The team developed the model for more accurate disease prediction in higher-risk populations evaluated in pulmonology and surgical specialty clinics. The team’s data and findings, recently published in CHEST, demonstrate the model’s usefulness in these often difficult cases.
“According to current guidelines, the preferred approach for estimating cancer risk in IPNs is using clinical expertise or a validated prediction model,” said senior author Eric Grogan, M.D., an associate professor of thoracic surgery at Vanderbilt.
“Our ultimate goal is to have an easy-to-use calculator that reduces unnecessary invasive procedures and quickens the time to diagnosis for cancer.”
In collaboration with Stephen Deppen, Ph.D., an epidemiologist and an associate professor of thoracic surgery at Vanderbilt, Grogan and his team designed the Thoracic Research Evaluation and Treatment (TREAT) version 2.0 model as a robust yet flexible tool for use by pulmonologists and thoracic surgeons.
Designing the 2.0 Model
According to Grogan and Deppen, many of the existing models were developed using single-site cohorts of only a few hundred patients, limiting generalizability.
Additionally, patients examined in specialty clinics typically have more information from past workup available for researchers and clinicians to tap into, unlike with conventional tools, such as the Mayo Clinic, Herder, and Brock models.
Outside of specialty clinics, patients may lack information for one or more variables used in the complex analysis, potentially “compromising the predictive accuracy of these models,” Grogan said.
To overcome this challenge, the TREAT 2.0 model incorporates a novel method addressing missing-data in predictive modeling: the pattern submodel approach.
Superior to Existing Models
The researchers used data from clinical populations with high cancer prevalence and who had been referred for specialty evaluation. The study included 1,401 IPNs.
Team member Caroline Godrey, M.D., a thoracic surgery resident at Vanderbilt, updated and expanded their original TREAT version 1.0 model to begin the work.
With the pattern submodel approach, their TREAT 2.0 model mean area under the receiver operating characteristic curve (AUC) was 0.85, compared with their original (0.80), Mayo Clinic (0.72), Herder (0.73), and Brock (0.68) models, with improved calibration.
“The 2.0 model that Dr. Godfrey refined is more accurate and better calibrated for predicting lung cancer in a variety of high-risk IPN evaluation environments compared to the other existing models,” Deppen said.

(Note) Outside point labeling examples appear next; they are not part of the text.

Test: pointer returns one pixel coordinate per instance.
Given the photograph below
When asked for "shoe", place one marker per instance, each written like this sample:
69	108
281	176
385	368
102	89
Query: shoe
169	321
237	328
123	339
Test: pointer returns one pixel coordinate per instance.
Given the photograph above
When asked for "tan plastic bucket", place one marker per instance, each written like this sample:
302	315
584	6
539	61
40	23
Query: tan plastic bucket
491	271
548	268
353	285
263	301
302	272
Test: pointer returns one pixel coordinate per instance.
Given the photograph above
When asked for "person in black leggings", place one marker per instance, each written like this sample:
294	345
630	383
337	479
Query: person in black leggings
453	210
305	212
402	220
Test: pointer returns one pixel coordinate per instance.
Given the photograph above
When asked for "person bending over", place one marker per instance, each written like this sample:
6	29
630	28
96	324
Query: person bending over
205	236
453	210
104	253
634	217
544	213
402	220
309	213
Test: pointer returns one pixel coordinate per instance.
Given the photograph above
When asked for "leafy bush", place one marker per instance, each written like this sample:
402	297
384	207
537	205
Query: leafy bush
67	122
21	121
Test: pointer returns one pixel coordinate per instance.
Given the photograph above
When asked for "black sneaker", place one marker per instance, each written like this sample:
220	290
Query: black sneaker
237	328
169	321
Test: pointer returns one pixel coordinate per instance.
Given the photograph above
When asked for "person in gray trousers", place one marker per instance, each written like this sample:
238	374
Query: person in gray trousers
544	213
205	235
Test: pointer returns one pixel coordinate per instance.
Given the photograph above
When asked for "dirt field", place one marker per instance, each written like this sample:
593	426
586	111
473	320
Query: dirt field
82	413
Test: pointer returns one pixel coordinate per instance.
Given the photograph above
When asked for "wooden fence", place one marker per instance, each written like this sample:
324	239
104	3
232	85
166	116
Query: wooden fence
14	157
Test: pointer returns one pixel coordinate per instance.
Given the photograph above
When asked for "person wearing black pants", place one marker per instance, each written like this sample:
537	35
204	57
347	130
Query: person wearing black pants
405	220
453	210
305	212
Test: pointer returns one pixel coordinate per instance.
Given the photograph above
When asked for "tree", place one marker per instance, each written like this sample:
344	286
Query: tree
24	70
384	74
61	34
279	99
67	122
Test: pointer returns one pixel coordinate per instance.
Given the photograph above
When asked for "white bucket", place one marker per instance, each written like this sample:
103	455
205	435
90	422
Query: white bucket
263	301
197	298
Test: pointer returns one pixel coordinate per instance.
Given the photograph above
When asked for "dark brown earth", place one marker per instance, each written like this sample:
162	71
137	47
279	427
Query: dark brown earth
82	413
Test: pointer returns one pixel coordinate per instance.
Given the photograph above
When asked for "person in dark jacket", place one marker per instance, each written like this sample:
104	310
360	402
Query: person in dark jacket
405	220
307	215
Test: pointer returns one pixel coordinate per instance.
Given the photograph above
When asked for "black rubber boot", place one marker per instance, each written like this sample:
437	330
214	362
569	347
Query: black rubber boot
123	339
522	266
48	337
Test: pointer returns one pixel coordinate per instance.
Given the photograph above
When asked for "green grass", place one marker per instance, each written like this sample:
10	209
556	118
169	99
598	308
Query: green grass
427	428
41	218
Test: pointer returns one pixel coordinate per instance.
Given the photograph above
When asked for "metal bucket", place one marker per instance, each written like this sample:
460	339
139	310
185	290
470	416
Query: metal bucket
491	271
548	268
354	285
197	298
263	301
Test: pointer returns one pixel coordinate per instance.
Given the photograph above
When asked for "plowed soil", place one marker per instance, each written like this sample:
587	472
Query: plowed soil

While these findings are encouraging, Grogan and Deppen caution that their team’s tool is not yet ready for widespread use. Further testing is needed in populations with lower cancer prevalence, such as a general lung-cancer screening population, to refine the model and to determine how the scoring system could be applied in non-specialty clinical settings.
“The inclusion of other parameters, such as blood-based cancer and fungal biomarkers and imaging-based radiomic biomarkers, may refine the model further,” added Grogan.
Next Steps
The TREAT 2.0 model, like most prediction models, is not easily calculated manually. To facilitate widespread adoption of the model by clinicians, a web-based calculator is being developed by the research team. The researchers plan to release this calculator for public use.
Funding for the project came from several sources, including the Agency for Healthcare Research.
“Our ultimate goal is to have an easy-to-use calculator that reduces unnecessary invasive procedures and quickens the time to diagnosis for cancer,” Grogan said.